06 março 2015

O moço de fora e a criadita de dentro

Quem realmente mandava na casa era o Senhor Constantino, o velho mordomo, com uma amplitude de saberes que se estendia desde o domínio da dose certa de gin que satisfazia o Tio Aldemiro até à análise cirúrgica das jovens donzelas que me visitavam a propósito de saber do meu estado geral, "tenho o menino Pipoquinho muita atenção a esta, que não quer outra coisa senão o seu corpo", "saiba o menino Pipoquinho que o aguarda na sala de visitas a menina Isaltina, filha do Doutor Gonzalez de Noronha, gente de bem", e lá estava eu, avisado dos perigos ou da segurança que me esperavam na sala de visitas, onde dois grandes jarrões de louça bizantina sustinham begónias colhidas no inverno, onde a cara dos velhos e façanhudos antepassados davam as boas-vindas a quem esperava. O Senhor Constantino, tinha começado por ser o Constantino, o moço de fora, que nos engraxava as botas de montar e trazia os telegramas ao meu avô Benevides, que o tinha acolhido quase como seu filho, o pequeno Constantino ali no meio dos silvedos, mal aconchegado num caixa de madeira, dessas de laranjas colhidas ao amanhecer, ainda orvalhadas, o meu avô Benevides a sair para a caça da lampreia e, comovido, encheu-se-lhe o coração de compaixão e logo ali ordenou ao fiel Sebastião, que levasse o rapaz para a quentura da vacaria que ele, terminada a caçada, logo havia de decidir que se destino se daria ao rapaz.
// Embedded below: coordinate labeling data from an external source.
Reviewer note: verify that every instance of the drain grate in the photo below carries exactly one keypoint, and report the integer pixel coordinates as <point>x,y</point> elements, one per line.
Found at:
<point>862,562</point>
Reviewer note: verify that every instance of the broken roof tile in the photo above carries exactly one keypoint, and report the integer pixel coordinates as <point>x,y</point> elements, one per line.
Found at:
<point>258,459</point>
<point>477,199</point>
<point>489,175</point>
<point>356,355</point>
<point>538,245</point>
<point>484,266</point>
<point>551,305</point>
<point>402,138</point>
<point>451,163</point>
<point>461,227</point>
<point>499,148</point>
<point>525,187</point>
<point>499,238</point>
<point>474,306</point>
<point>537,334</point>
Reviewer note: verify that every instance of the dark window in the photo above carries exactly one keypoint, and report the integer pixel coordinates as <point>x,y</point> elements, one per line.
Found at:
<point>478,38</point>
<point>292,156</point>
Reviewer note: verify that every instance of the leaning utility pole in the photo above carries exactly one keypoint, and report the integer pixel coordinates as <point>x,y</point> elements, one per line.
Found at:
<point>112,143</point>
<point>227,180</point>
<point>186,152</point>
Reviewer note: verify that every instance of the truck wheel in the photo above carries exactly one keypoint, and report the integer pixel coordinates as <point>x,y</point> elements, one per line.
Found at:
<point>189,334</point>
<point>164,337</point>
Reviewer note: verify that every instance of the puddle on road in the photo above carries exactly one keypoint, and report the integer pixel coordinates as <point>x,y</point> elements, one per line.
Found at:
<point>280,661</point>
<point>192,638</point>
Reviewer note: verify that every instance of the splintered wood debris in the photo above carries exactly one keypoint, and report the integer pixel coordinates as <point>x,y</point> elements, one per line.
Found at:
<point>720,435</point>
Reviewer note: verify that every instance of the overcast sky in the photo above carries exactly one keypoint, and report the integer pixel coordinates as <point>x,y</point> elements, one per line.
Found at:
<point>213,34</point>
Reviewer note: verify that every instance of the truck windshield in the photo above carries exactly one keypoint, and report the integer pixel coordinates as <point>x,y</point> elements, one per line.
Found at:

Dois dias mais tarde, havia de se voltar a lembrar do rapazito e, desde esse dia, haviam de ser inseparáveis, isto, é claro, cada um sabendo da sua posição, o avô Benevides sentado no seu cadeirão de couro curtido na estepe amazónica, o Constantino ocupando o caramanchão do jardim, crescendo em graça e idade, a ponto de um dia, não sei antes obter a necessária aprovação do meu avô Benevides, acabar por se perder de amores pela Zunolinda, a criadita de dentro, que um dia terá aqui a sua história, assim me continue a divertir recordar-me destes tempos tão sãos, tempos de respeito e em que cada um sabia a importância de as coisas realmente serem como são.

16 comentários:

  1. Anónimo6.3.15

    Caça à lampreia... :)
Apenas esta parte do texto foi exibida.